Поскольку так велики были неядерные армии Советов и восточного блока, поскольку численное превосходство в танках Востока над Западом было подавляющим, стратеги НАТО не видели, как могли бы их куда меньшие силы отбить нападение Советов на Западную Европу, не прибегая к ядерному оружию. И действительно, практически все сценарии НАТО по обороне Германии предусматривали применение ядерного оружия уже с третьего по десятый день начала советского наступления. Но если бы были применены ядерные боезаряды, они уничтожили бы большую часть той самой Западной Германии, которую НАТО полагалось бы защитить.
Более того, неустранимая угроза эскалации от тактического ядерного оружия местного действия до полной глобальной ядерной перестрелки заставляла по ночам гореть свет в окнах Пентагона, в штаб – квартире НАТО в Брюсселе, да и в Кремле тоже.
Такова была глубокая дилемма, с которой встретился Донн Старри, когда в 1976 году был назначен командовать Пятым корпусом армии США в Герма– нии, то есть в самом уязвимом месте всей Европы. Здесь, возле ущелья Фульда близ города Кассель, находилась наиболее вероятная точка первой атаки Советов, если разразится война. Если бы началась ядерная война, она вполне могла начаться отсюда. Короче, Старри оказался тем человеком, которого Запад выставил против огромной мощи Советов.
Для Старри главная проблема была ясна: никто не должен выпустить ядерного джинна из бутылки. Поэтому Запад должен найти способ защитить себя против подавляющего численного превосходства Советов без ядерного оружия. К моменту, когда он прибыл в Германию принимать командование, он уже был уверен: неядерная победа возможна. Но не с помощью традиционной доктрины.

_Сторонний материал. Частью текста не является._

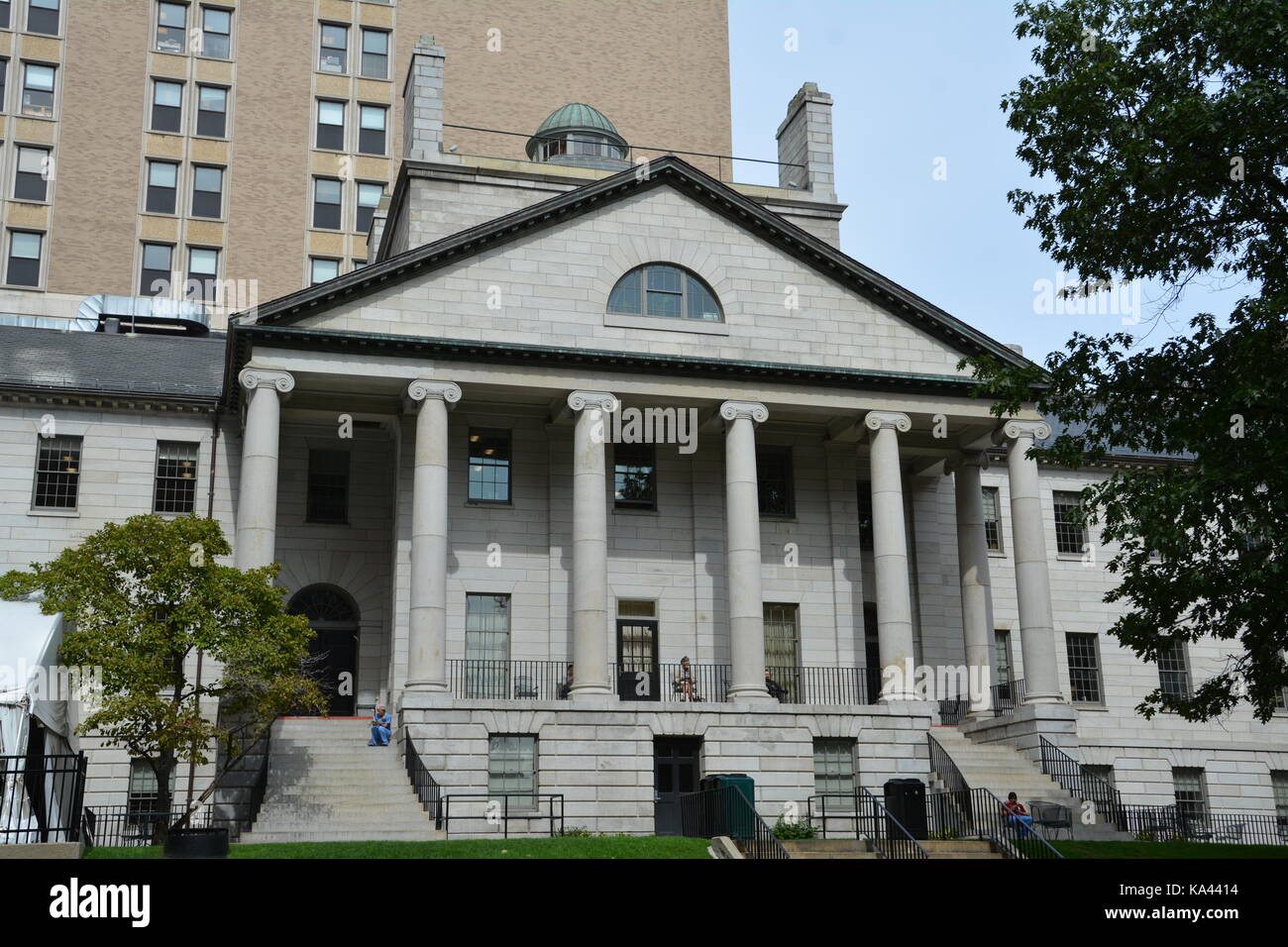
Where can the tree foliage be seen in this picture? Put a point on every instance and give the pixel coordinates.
(1157, 131)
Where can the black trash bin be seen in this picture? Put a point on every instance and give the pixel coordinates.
(906, 801)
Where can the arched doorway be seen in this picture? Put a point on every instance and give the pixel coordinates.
(334, 651)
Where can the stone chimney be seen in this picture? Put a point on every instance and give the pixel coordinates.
(805, 138)
(423, 102)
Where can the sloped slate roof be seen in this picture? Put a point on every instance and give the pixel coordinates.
(181, 368)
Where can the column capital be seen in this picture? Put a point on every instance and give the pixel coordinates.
(752, 410)
(897, 420)
(580, 401)
(429, 389)
(252, 377)
(1014, 429)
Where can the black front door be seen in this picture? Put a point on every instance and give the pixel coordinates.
(675, 771)
(636, 660)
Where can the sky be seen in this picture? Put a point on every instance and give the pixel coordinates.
(917, 86)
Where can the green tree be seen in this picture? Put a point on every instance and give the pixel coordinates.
(142, 599)
(1155, 136)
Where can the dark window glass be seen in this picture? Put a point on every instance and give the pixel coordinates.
(330, 125)
(162, 187)
(489, 466)
(211, 111)
(31, 178)
(43, 17)
(155, 273)
(634, 476)
(207, 191)
(334, 55)
(774, 478)
(329, 487)
(326, 204)
(372, 129)
(38, 90)
(25, 258)
(56, 474)
(166, 106)
(175, 487)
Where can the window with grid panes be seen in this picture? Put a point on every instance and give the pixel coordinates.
(329, 487)
(56, 474)
(511, 768)
(1069, 535)
(1083, 668)
(175, 487)
(489, 466)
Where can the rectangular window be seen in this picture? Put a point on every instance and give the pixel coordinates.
(166, 106)
(511, 770)
(1173, 672)
(489, 466)
(634, 476)
(375, 54)
(992, 519)
(334, 54)
(43, 17)
(1190, 793)
(30, 180)
(162, 187)
(175, 487)
(833, 771)
(774, 478)
(56, 474)
(211, 111)
(322, 269)
(330, 125)
(155, 273)
(171, 27)
(202, 273)
(326, 204)
(217, 29)
(329, 487)
(25, 258)
(38, 90)
(1069, 535)
(369, 198)
(487, 646)
(207, 191)
(1083, 668)
(372, 129)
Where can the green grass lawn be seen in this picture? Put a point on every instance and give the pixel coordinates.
(606, 847)
(1166, 849)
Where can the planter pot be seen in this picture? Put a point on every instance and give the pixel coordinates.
(196, 843)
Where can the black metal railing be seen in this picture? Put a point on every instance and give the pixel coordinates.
(425, 787)
(725, 810)
(137, 825)
(496, 808)
(1073, 776)
(980, 814)
(42, 797)
(1181, 823)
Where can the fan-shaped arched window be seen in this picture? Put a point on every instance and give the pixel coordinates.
(664, 290)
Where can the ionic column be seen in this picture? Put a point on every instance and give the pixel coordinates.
(890, 556)
(426, 631)
(590, 544)
(975, 585)
(1031, 579)
(742, 551)
(257, 492)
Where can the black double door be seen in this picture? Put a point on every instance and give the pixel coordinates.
(675, 771)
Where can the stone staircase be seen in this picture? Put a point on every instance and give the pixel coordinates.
(325, 784)
(1004, 770)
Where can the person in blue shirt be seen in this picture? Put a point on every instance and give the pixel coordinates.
(380, 724)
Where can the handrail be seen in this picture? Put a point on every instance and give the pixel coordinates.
(1074, 777)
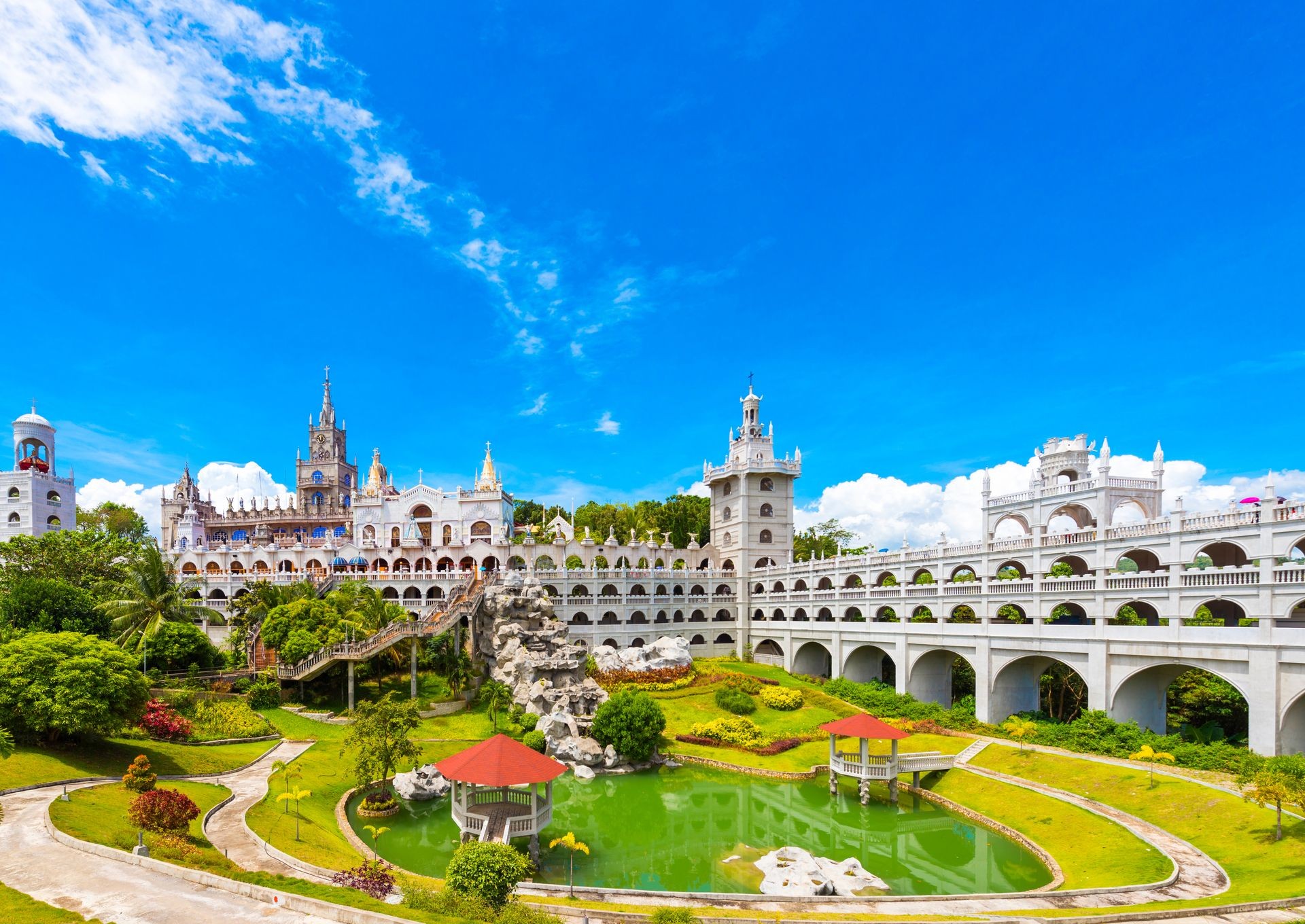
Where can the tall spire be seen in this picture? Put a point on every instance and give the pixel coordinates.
(328, 418)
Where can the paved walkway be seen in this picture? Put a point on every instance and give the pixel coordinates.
(33, 861)
(226, 829)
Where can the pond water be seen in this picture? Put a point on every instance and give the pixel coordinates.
(672, 829)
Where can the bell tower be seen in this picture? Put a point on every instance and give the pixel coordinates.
(326, 479)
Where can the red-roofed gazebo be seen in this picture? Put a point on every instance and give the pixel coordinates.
(496, 790)
(865, 766)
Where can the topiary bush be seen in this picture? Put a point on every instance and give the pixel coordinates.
(164, 811)
(486, 871)
(534, 741)
(784, 698)
(139, 777)
(735, 701)
(629, 722)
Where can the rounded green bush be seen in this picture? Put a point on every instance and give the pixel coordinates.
(735, 701)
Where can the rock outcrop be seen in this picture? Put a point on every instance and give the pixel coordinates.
(421, 783)
(527, 649)
(666, 652)
(793, 871)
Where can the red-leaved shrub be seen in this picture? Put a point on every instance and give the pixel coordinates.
(162, 721)
(166, 811)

А убедил его короткий и бурный конфликт, разыгравшийся тремя годами раньше. За две тысячи миль к востоку от границ Западной Германии, на линии раздела между Израилем и Сирией, в неровных холмах, которые называются Голанскими высотами, произошла одна из величайших танковых битв в истории. Танкисты еще не один десяток лет будут изучать это сражение.

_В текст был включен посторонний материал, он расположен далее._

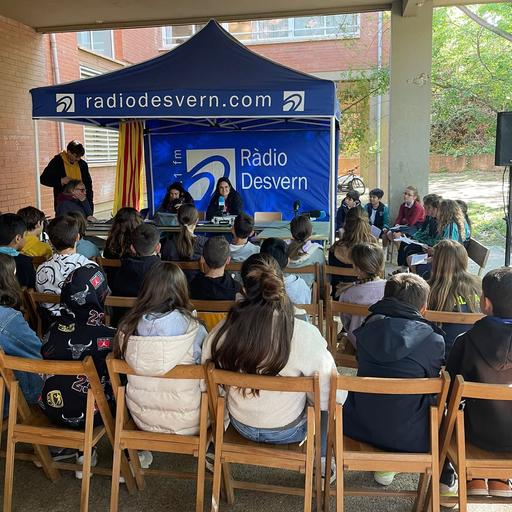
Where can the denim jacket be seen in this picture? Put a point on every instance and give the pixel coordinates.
(18, 339)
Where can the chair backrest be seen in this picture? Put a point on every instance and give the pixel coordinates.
(267, 216)
(105, 263)
(478, 253)
(388, 386)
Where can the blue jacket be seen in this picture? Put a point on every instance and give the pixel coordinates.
(18, 339)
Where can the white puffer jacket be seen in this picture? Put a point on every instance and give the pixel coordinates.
(162, 405)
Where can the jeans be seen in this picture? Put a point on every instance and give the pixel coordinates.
(295, 432)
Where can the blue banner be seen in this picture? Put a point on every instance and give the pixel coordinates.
(269, 169)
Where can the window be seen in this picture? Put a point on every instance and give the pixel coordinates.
(172, 36)
(287, 29)
(98, 41)
(100, 143)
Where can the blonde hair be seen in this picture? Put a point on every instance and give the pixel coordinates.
(450, 211)
(450, 282)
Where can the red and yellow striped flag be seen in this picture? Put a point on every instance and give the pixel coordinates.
(130, 165)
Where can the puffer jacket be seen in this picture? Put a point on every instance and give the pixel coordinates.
(163, 405)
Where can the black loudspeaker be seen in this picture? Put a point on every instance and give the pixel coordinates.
(503, 155)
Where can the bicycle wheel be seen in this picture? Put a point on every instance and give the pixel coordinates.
(358, 185)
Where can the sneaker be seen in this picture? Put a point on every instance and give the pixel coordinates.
(332, 478)
(59, 454)
(477, 487)
(448, 491)
(80, 460)
(384, 477)
(500, 488)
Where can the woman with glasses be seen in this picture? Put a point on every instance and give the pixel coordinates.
(66, 166)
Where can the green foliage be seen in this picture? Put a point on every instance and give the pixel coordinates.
(471, 78)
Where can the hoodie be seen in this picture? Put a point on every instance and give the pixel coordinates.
(484, 354)
(395, 342)
(162, 342)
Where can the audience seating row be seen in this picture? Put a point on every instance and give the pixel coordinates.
(27, 424)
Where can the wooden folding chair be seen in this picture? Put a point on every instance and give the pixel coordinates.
(211, 312)
(329, 271)
(353, 455)
(128, 436)
(469, 460)
(30, 425)
(231, 447)
(34, 300)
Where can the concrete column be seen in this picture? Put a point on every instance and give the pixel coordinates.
(410, 101)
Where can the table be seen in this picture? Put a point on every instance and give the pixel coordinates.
(278, 229)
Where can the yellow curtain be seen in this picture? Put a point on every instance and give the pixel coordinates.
(130, 165)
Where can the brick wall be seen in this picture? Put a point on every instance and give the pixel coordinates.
(23, 58)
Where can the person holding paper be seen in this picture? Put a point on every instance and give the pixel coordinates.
(377, 211)
(225, 200)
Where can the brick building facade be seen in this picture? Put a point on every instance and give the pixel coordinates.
(28, 60)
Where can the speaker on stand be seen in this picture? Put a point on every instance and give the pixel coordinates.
(503, 157)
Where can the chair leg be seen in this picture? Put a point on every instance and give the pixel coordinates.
(217, 470)
(201, 456)
(461, 461)
(86, 467)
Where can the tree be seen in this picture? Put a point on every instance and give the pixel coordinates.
(471, 76)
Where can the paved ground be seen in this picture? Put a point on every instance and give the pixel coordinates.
(34, 493)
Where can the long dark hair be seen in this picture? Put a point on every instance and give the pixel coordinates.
(257, 334)
(184, 195)
(187, 216)
(164, 289)
(120, 237)
(10, 291)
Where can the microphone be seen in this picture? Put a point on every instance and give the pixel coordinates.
(316, 214)
(222, 204)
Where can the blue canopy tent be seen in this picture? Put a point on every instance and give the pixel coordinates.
(213, 108)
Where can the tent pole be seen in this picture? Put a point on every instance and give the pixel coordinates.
(332, 181)
(36, 147)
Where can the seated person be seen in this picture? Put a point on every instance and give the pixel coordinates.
(395, 342)
(225, 200)
(368, 260)
(377, 211)
(240, 248)
(296, 288)
(84, 247)
(119, 241)
(17, 338)
(452, 287)
(12, 240)
(484, 354)
(355, 231)
(351, 201)
(185, 245)
(73, 198)
(410, 215)
(164, 322)
(175, 196)
(427, 232)
(215, 283)
(50, 275)
(262, 336)
(34, 220)
(302, 251)
(78, 333)
(128, 280)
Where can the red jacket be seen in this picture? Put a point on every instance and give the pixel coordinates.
(410, 216)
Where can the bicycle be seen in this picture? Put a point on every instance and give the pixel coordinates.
(351, 181)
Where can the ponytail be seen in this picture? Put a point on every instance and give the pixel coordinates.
(187, 216)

Оно началось в судный день йом – кипур, 6 октября 1973 года, когда армии Египта и Сирии внезапно напали на Израиль. По сравнению с 1967 годом, когда израильтяне лихо расправились с арабами во время шестидневной войны, уничтожив их военно – воздушные силы на земле, на этот раз арабские силы были лучше экипированы, лучше обучены и уверены, что сейчас они разобьют Израиль раз и навсегда. А почему нет?
Сирийские силы напали с севера. Пять дивизий личным составом до 45 000 человек, поддержанные более чем 1400 танками, 1000 стволами гладкоствольной и нарезной артиллерии, хлынули через израильскую границу. Армия была укомплектована танками Т-62, наиболее передовыми советскими танками на тот момент.

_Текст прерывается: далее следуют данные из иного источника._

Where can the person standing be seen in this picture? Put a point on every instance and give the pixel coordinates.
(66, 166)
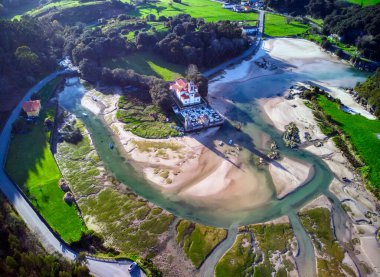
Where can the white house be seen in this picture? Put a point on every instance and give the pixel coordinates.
(249, 30)
(186, 92)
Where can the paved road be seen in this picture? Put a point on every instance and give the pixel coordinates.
(32, 219)
(251, 50)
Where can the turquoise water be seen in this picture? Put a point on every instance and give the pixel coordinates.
(245, 110)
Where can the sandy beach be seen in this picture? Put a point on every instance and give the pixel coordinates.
(198, 171)
(359, 202)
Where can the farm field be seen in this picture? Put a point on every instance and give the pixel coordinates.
(148, 63)
(125, 221)
(364, 2)
(362, 133)
(36, 172)
(207, 9)
(63, 4)
(276, 26)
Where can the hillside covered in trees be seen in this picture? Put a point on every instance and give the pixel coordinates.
(29, 49)
(21, 255)
(369, 92)
(358, 26)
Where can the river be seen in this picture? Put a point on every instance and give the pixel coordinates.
(244, 95)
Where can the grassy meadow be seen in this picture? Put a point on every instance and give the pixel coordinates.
(125, 221)
(364, 2)
(238, 260)
(276, 26)
(35, 171)
(198, 240)
(62, 4)
(145, 121)
(207, 9)
(148, 63)
(317, 223)
(361, 132)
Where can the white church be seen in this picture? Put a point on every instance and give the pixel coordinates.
(186, 92)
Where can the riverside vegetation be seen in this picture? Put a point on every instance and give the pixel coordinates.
(22, 255)
(256, 250)
(351, 133)
(330, 253)
(197, 241)
(124, 221)
(36, 172)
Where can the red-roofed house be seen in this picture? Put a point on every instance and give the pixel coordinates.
(186, 92)
(32, 108)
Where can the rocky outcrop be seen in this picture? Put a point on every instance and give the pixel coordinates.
(291, 136)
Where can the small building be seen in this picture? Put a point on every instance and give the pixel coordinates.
(249, 30)
(186, 92)
(32, 108)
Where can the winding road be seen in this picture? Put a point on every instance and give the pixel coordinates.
(99, 268)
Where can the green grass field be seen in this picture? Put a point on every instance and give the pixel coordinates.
(62, 4)
(364, 2)
(138, 119)
(17, 12)
(31, 165)
(207, 9)
(362, 133)
(148, 63)
(126, 221)
(276, 26)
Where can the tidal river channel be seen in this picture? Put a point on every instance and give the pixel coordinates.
(244, 95)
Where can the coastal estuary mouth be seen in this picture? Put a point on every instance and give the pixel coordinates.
(244, 94)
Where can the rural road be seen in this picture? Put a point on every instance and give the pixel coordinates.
(251, 50)
(98, 268)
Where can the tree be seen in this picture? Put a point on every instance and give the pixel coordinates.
(194, 75)
(159, 92)
(89, 70)
(27, 59)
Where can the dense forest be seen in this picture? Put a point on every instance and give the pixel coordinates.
(29, 49)
(21, 255)
(357, 25)
(369, 93)
(193, 41)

Им противостояли две слабые израильские бригады – Седьмая в северном секторе и Сто восемьдесят восьмая в южном – всего 6000 человек, 170 танков и 60 стволов артиллерии. И вопреки такому потрясающему превосходству победили не сирийцы, а израильтяне.
Через два с половиной месяца, в начале января 1974 года, Старри и группа офицеров– танкистов были приглашены британскими вооруженными силами посетить некоторые учебные центры. Летти, жена Старри, поехала с ним. Они вместе наслаждались свободными часами в Англии, когда внезапно позвонил генерал Крейтон Абраме, начальник штаба армии:
Завтра к вам прибудет офицер со всеми необходимыми документами. Свою жену и персонал отправьте домой, возьмете с собой одного человека. Вы едете в Израиль.
Старри, большую часть своей жизни посвятивший изучению танковой войны, был решительно настроен разобраться, что произошло на Голанских высотах.
Вскоре он уже обозревал бесконечные ряды подбитых сирийских танков и сгоревших бронетранспортеров. Он обошел каждый дюйм поля боя. Он неоднократно встречался с главными израильскими командирами, Моше «Мусой» Пеледом, Авигдором Кахалани, Бенни Пеледом и другими вплоть до уровня батальонных командиров, восстанавливая каждую секунду боя.